Ambos agentes parecían conocer al juez Lazzarino muy bien. El tono, el comportamiento y el lenguaje corporal cambiaron al instante. Se pusieron a hablar en voz baja, como si no quisieran que su prisionero los oyera. Aski suspiró profundamente mientras Dini se encogía de hombros. Cuando cruzaron el río, cambiaron de dirección y por unos minutos dio la impresión de que conducían en círculos. Aski llamó a alguien por radio, pero no encontró a quien fuera o lo que fuera que buscaba. Dini utilizó el móvil, pero tampoco consiguió su propósito. Rick se acomodó en el asiento trasero, riéndose para sus adentros e intentando disfrutar del paseo turístico por Parma.

Dejaron a Rick en el banco que había delante del despacho de Franco, el mismo que Romo había escogido unas veinticuatro horas antes. Dini entró de mala gana mientras Aski se apostaba seis metros más allá, en el pasillo, como si no conociera a Rick de nada. La espera se hizo larga.

Rick tenía curiosidad por saber si aquello contaría como un arresto verdadero o si sería de los de Romo. A saber. Un altercado más con la policía, y los Panthers, Sam Russo, el signor Bruncardo y su mísero contrato se irían a paseo. Casi echaba de menos Cleveland.

Oyó unas voces airadas antes de que la puerta se abriera de sopetón y su corredor de poder la atravesara a la carga con Dini a la zaga. Aski se puso en posición de firmes de un salto.

– Riick, lo siento de veras -rugió Franco, levantándolo del banco y estrujándolo en un abrazo de oso-. Lo siento mucho. Ha sido un malentendido, ¿verdad?

El juez fulminó a Dini con la mirada, quien estaba estudiando con verdadera concentración sus botas negras y lustrosas, ligeramente pálido. Aski parecía un ciervo delante de los faros de un coche.

Rick intentó decir algo, pero no le salieron las palabras. En la puerta, la preciosa secretaria de Franco observaba el encuentro. Franco le dirigió unas cuantas palabras a Aski y luego una seca pregunta a Dini, quien iba a contestar, pero se lo pensó dos veces. El juez se volvió hacia Rick.

– No hay problema, ¿de acuerdo?

– Bien -dijo Rick-. De acuerdo.

– ¿El coche no es tuyo?

– Ah, no, creo que es del signor Bruncardo.

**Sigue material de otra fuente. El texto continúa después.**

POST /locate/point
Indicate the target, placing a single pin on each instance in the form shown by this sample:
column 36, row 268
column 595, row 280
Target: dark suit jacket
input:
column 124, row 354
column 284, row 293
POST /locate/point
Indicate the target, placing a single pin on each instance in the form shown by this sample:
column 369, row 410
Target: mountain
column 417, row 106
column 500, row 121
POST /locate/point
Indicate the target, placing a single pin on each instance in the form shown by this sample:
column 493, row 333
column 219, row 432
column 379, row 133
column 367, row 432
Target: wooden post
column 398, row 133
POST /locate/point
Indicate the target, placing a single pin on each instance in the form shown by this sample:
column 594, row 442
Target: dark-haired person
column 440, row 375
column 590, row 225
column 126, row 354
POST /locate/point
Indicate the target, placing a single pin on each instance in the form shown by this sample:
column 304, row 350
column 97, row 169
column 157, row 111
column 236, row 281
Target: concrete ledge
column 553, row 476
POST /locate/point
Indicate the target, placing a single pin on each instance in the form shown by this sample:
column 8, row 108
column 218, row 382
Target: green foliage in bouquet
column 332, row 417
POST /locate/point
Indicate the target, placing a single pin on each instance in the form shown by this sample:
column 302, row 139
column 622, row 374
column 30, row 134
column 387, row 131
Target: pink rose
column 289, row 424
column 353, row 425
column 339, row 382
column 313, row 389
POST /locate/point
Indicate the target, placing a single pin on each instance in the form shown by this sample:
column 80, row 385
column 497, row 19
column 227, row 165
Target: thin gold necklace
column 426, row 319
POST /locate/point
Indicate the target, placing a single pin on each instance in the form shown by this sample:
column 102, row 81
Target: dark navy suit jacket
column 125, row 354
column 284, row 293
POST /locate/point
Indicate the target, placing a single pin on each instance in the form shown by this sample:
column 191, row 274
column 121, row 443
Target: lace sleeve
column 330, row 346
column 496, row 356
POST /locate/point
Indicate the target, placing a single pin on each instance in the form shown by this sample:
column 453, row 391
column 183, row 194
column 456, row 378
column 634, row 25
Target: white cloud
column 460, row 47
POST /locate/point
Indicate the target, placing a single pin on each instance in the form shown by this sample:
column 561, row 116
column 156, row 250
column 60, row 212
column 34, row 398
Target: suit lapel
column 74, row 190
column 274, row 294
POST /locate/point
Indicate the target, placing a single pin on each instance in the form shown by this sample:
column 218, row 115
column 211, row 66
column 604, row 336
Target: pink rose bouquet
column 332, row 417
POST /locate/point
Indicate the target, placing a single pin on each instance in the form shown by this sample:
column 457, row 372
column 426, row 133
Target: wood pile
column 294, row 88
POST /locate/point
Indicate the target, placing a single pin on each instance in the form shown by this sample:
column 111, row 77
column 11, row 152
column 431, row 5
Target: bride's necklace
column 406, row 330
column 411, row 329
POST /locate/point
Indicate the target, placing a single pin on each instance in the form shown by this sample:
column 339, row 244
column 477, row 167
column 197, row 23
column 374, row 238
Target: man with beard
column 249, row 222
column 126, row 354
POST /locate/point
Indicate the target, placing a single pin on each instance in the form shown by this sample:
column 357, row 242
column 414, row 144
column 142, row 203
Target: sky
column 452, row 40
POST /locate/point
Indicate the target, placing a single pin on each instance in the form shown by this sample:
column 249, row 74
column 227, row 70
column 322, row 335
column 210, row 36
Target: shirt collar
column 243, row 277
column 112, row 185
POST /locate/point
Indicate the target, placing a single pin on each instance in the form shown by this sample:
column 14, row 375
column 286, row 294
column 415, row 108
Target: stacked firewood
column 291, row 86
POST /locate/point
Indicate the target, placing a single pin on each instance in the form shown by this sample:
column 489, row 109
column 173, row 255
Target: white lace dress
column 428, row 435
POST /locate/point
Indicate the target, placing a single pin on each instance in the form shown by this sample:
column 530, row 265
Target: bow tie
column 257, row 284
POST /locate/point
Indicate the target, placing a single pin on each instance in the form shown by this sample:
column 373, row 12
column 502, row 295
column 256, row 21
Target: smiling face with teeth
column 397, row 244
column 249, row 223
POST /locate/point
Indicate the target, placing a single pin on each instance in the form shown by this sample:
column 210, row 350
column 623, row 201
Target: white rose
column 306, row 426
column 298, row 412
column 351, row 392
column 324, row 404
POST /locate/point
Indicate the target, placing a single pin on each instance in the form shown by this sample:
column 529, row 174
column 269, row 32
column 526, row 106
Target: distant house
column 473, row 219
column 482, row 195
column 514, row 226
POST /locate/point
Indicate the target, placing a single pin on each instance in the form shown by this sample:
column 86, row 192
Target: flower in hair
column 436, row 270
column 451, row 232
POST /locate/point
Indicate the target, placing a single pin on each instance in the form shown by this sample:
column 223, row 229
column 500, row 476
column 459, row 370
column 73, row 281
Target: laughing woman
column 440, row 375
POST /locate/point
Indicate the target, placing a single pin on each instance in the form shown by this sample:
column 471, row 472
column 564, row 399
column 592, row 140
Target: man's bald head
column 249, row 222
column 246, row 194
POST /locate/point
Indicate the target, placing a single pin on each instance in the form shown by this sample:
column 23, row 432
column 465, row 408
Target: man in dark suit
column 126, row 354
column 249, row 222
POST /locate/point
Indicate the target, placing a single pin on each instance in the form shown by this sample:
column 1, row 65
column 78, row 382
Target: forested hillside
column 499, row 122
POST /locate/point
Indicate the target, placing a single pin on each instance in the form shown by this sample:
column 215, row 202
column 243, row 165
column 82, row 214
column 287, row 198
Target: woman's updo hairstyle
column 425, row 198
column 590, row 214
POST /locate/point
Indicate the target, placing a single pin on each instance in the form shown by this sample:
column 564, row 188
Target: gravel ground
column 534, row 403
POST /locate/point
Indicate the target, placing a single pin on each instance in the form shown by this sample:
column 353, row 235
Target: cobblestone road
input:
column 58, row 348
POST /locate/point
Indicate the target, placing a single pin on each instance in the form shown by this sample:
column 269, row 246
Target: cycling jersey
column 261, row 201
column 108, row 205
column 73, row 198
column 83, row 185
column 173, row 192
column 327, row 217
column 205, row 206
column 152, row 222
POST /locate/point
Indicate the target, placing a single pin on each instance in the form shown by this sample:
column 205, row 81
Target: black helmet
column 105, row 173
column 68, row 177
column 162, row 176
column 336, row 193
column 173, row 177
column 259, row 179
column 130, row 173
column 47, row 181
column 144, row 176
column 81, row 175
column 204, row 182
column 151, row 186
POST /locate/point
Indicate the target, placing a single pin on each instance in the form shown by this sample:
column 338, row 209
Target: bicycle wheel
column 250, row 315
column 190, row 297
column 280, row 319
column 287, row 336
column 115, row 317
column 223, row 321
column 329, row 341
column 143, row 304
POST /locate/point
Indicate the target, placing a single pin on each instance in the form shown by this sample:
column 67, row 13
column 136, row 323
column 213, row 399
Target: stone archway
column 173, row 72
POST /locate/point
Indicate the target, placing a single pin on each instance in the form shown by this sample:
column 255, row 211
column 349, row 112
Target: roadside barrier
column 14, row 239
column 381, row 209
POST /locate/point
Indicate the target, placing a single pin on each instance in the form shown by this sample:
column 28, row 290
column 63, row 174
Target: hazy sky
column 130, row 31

Franco abrió los ojos de par en par y enderezó la espalda.

– ¿De Bruncardo?

Al oír aquello, Aski y Dini estuvieron a punto de desmayarse. Todavía seguían en pie, pero se les había cortado la respiración. Franco les dirigió varias frases en un duro italiano y Rick captó al menos un par de «de Bruncardo».

Se acercaron dos caballeros que, a juzgar por los trajes oscuros, los gruesos maletines y los aires de importancia, parecían ser abogados. Para que tanto estos como Rick y su personal lo oyeran bien, el juez Lazzarino procedió a reprender a los dos jóvenes policías con el fervor de un sargento enojado.

Rick sintió lástima de ellos. Después de todo, lo habían tratado con más respeto de lo que un delincuente común podía esperar. Cuando acabó la bronca, Aski y Dini desaparecieron y no volvió a vérseles el pelo. Franco explicó a Rick que el coche estaba siendo retirado del depósito en esos mismos instantes y que se lo devolverían de inmediato. El signor Bruncardo no tenía por qué enterarse de aquello. Más disculpas. Los dos abogados finalmente entraron en el despacho del juez y las secretarias volvieron al trabajo.

Franco volvió a disculparse y para demostrar su sincero arrepentimiento por cómo le habían dado la bienvenida a Parma, insistió en que fuera a cenar al día siguiente a su casa. Su mujer, muy guapa, según él, era una excelente cocinera. No aceptaría un no por respuesta.

Rick aceptó la invitación y Franco le explicó que tenía una reunión importante con unos abogados. Se verían en la cena. Adiós. Ciao.